HET HOF VAN JUSTITIE VAN SURINAME

In de zaak van

[Appellante]
weduwe van [naam],
wonende aan [adres]te [plaats],
appellante in conventie en in reconventie,
gemachtigde: mr. A.R. Baarh, advocaat,

tegen

  1. DE ONTBONDEN VERENIGING: MAATSCHAPPIJ TOT ONDERLINGE HULP,
    kantoorhoudende te Paramaribo aan de Joliceurstraat no. 19,
  2. [Geïntimeerde sub B], wonende te [plaats] aan [adres 2],
  3. [Geïntimeerde sub C], wonende te [plaats] aan [adres 3],
  4. [Geïntimeerde sub D], wonende te [plaats] aan [adres 4],
  5. [Geïntimeerde sub E], wonende te [plaats] aan [adres 5],

allen in hun hoedanigheid van vereffenaars van de ontbonden Vereniging Maatschappij Tot Onderlinge Hulp,
geïntimeerden in conventie en in reconventie,
gemachtigde: mr.
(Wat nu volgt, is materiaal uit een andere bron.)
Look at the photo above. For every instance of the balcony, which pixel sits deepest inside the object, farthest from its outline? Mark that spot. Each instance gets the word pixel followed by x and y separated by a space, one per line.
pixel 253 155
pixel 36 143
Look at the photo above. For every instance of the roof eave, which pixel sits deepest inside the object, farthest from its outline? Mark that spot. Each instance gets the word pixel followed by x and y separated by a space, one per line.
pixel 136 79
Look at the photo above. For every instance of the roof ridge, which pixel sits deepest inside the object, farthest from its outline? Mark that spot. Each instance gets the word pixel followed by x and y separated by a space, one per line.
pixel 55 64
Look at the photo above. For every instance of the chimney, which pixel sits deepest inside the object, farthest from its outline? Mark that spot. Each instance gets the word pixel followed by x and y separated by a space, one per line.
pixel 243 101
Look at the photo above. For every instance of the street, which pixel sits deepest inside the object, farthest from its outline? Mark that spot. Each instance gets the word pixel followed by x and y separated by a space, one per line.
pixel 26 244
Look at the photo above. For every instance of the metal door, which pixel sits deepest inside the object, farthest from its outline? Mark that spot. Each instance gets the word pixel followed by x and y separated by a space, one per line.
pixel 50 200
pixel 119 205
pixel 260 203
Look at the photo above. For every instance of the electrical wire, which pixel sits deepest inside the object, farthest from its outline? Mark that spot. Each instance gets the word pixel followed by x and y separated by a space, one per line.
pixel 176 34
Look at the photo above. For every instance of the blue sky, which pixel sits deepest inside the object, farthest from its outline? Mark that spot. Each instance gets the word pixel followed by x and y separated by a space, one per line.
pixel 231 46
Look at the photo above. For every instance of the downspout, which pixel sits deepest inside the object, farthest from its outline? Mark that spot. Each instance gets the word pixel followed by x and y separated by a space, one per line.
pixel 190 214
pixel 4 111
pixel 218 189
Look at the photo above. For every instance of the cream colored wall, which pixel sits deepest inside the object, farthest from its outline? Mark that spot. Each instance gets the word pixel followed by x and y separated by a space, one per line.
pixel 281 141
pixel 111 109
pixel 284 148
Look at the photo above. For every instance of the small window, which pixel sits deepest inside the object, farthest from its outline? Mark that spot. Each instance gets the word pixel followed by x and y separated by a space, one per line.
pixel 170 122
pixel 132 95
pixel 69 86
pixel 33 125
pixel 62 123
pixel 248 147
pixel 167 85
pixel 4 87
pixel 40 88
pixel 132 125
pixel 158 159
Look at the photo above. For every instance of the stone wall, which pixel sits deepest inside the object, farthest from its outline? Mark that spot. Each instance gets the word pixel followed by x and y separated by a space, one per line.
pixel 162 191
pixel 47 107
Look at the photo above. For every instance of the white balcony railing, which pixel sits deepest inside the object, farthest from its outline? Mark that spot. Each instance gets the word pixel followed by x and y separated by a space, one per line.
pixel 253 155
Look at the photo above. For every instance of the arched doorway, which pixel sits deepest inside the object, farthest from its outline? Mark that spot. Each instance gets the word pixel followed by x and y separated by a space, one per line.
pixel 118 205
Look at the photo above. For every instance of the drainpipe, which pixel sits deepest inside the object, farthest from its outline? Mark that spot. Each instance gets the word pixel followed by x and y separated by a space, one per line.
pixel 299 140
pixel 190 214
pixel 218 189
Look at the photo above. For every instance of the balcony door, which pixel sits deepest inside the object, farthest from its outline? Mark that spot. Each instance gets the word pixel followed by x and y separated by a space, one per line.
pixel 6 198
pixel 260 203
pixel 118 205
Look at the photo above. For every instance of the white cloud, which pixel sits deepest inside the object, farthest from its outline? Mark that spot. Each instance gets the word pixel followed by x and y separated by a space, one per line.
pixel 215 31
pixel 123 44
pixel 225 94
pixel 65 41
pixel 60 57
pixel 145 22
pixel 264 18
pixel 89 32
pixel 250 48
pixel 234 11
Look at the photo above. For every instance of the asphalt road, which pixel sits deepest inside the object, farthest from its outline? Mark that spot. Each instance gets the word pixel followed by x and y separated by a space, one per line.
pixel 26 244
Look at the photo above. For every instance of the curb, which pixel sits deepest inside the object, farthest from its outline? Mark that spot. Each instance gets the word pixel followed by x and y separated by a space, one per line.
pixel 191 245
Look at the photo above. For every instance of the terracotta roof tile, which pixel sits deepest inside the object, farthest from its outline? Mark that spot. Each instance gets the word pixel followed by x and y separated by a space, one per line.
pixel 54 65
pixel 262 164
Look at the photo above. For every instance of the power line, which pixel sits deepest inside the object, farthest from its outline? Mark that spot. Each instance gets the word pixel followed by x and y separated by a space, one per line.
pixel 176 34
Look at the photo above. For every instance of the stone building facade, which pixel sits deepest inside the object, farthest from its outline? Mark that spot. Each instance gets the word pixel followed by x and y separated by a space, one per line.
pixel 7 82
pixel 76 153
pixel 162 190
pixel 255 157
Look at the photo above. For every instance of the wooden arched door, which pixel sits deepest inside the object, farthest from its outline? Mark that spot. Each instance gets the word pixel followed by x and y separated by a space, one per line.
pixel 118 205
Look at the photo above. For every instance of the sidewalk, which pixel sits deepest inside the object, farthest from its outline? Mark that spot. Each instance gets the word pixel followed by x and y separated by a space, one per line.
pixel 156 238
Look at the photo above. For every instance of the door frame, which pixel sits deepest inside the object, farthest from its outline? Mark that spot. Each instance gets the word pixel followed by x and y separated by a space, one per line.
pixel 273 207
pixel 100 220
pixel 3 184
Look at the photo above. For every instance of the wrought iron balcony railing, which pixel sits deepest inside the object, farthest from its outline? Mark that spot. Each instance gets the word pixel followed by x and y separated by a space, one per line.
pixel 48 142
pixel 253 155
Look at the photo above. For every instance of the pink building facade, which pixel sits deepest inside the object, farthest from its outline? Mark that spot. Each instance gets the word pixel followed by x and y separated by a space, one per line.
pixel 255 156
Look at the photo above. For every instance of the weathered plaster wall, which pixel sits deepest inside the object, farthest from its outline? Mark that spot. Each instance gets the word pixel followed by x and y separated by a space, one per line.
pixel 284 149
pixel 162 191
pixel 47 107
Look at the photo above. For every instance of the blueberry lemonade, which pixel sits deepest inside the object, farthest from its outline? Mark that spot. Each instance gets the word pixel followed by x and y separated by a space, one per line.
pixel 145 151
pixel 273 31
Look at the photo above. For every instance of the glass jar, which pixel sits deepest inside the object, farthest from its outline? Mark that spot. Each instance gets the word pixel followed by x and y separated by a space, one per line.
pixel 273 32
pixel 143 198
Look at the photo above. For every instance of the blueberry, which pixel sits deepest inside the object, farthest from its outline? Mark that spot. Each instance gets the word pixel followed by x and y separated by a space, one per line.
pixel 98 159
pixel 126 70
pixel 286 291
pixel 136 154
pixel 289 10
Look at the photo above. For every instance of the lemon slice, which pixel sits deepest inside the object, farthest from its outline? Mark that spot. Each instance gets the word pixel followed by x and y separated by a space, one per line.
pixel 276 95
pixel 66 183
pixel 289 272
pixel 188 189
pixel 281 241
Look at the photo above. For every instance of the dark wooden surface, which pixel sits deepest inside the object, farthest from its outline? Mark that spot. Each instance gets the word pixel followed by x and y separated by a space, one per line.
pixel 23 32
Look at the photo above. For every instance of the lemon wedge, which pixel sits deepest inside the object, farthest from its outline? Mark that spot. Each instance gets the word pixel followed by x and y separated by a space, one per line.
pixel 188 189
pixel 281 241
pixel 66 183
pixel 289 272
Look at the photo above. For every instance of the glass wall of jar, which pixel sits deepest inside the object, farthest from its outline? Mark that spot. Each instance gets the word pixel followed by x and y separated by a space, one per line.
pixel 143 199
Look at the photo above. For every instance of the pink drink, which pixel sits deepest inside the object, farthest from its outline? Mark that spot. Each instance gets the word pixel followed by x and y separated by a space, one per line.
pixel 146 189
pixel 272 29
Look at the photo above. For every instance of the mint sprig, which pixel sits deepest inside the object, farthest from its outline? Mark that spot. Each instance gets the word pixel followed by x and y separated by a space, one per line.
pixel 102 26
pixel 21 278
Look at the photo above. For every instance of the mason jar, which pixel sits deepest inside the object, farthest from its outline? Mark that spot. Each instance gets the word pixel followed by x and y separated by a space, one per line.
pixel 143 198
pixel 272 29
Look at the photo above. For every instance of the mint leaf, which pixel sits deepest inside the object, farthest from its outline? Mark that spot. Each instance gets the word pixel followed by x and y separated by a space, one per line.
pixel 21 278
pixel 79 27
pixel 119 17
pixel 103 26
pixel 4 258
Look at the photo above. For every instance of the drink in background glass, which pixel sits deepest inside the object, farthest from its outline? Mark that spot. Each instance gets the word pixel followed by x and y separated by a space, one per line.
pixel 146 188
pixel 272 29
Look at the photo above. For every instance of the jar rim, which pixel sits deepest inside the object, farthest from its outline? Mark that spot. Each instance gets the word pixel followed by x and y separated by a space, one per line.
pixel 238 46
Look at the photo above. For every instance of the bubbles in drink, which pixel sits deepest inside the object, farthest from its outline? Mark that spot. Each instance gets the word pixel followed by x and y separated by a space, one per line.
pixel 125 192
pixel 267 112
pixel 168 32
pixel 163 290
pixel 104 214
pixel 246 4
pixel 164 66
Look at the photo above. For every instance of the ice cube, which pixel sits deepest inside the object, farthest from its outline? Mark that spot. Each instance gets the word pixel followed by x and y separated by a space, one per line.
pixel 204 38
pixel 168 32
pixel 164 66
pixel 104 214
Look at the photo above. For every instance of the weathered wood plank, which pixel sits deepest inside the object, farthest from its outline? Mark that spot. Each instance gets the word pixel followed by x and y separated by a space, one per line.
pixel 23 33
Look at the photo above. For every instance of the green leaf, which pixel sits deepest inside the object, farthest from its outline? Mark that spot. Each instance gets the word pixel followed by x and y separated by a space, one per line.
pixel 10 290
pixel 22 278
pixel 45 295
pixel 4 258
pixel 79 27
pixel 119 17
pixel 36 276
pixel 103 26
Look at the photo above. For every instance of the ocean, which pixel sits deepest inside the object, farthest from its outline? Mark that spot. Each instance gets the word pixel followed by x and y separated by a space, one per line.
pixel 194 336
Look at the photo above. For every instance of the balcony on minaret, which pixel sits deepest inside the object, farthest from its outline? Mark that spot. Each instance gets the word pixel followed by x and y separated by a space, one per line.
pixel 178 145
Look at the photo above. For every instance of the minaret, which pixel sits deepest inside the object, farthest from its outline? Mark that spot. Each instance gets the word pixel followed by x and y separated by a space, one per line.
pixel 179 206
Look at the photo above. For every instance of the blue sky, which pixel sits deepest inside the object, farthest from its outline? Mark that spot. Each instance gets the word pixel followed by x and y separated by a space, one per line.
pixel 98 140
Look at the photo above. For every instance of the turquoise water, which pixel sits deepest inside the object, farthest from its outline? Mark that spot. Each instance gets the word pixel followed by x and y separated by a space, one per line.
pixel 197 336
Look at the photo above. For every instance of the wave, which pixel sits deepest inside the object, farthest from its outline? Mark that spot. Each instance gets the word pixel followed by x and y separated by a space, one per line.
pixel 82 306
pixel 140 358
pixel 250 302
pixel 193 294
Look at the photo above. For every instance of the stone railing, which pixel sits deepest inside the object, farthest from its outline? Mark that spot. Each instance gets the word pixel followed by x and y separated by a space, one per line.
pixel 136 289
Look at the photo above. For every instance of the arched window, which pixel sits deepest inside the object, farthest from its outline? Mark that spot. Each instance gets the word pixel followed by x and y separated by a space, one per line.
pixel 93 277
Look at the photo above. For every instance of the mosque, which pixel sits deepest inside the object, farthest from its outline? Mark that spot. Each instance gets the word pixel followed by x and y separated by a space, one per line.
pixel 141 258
S. Marica, advocaat,

inzake het hoger beroep van het door de Kantonrechter in het Eerste Kanton gewezen en uitgesproken vonnis van 22 juni 2010 (A.R.NO. 080093) tussen appellante als eiseres in conventie en gedaagde in reconventie en geïntimeerden als gedaagden in conventie en eisers in reconventie,

spreekt de Fungerend-President, in Naam van de Republiek, het navolgende vonnis uit.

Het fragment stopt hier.